In part the answer is awareness and education. “If we can learn more about what’s happening in the image,” Ben says, “then it could ultimately enjoin behavioural change or societal change as people become more informed about stuff. That was the idea from day one, really.”
This is why captions are important, to provide context around the images: “how toxic something is, how large a waste site is or how much landfill has grown in the last ten to fifteen years.” Context also helps guard against the images being too pleasing, alone, to convey serious, even grave points.
“‘What is that?’ is the best reaction I can have to one of my images,” says Ben, “because it shows that people are open and they are ready to learn something, or they just need to know. I don't think my work can elicit a better response than that.” Even a cursory flick through Overview’s imagery is likely to elicit precisely that reaction.
Not all of Overview’s audience is digital. As well as offering personal prints and working with brands on visual storytelling projects to financially sustain the project, Overview works with museums, galleries and cities to display large printed images in public settings.
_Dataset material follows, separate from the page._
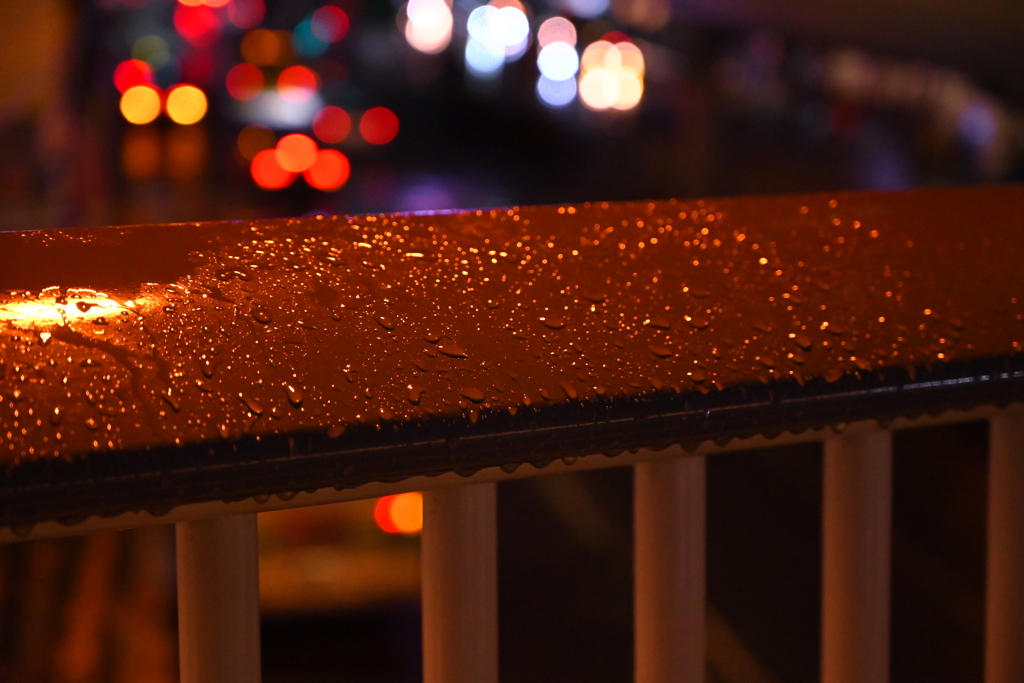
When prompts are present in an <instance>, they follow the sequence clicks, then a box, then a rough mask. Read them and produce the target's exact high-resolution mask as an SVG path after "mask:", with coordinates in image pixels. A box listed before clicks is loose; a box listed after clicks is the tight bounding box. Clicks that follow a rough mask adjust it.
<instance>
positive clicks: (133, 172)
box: [121, 126, 163, 180]
mask: <svg viewBox="0 0 1024 683" xmlns="http://www.w3.org/2000/svg"><path fill="white" fill-rule="evenodd" d="M162 144H163V141H162V140H161V138H160V131H158V130H157V129H156V128H155V127H154V126H132V127H131V128H129V129H128V130H126V131H125V136H124V140H123V141H122V144H121V168H122V169H123V170H124V173H125V176H126V177H128V178H129V179H131V180H150V179H153V178H156V177H157V176H159V175H160V168H161V166H162V165H163V154H162V153H163V151H162Z"/></svg>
All of this work, Ben argues, feeds an ever growing collection of images with educational potential.
But he is the first to admit that awareness is not a sufficient end goal, especially given the urgency of the climate crisis. “I don’t think awareness is enough,” he says. “A major responsibility of artists - especially artists who are focused on the climate - is to educate, and the natural place to start is with awareness, for sure. But I think it needs to go a step further.”
Ben's ambition is to connect Overview’s huge audience with potential environmental solutions, as well as problems. This might mean innovations around alternative energy sources, renewables, carbon capture or something else. With the right partners and sponsors, the images could help inspire investment or other support for these innovations. Policy advocacy is another potential application, although not one we discuss.
This hope - that Overview can look backwards and forwards - underpins the double meaning of ‘How we Change the Earth’ - the subtitle of Overview’s new book. “I hope our feed is not just a documentation of the collapse of the environment,” Ben says.
Overview might lack the clear politics and frontline action of much activism. Indeed, one might fairly call Overview digital art, rather than activism. But ensnared as we are in the logic of the digital attention economy, a viral project like Overview can have impact. If its virality can be directed, and indeed monetised, in the right ways, it will show that the curious, hyper-modern phenomenon of digital mapping adventures can contribute in some way to addressing our crises.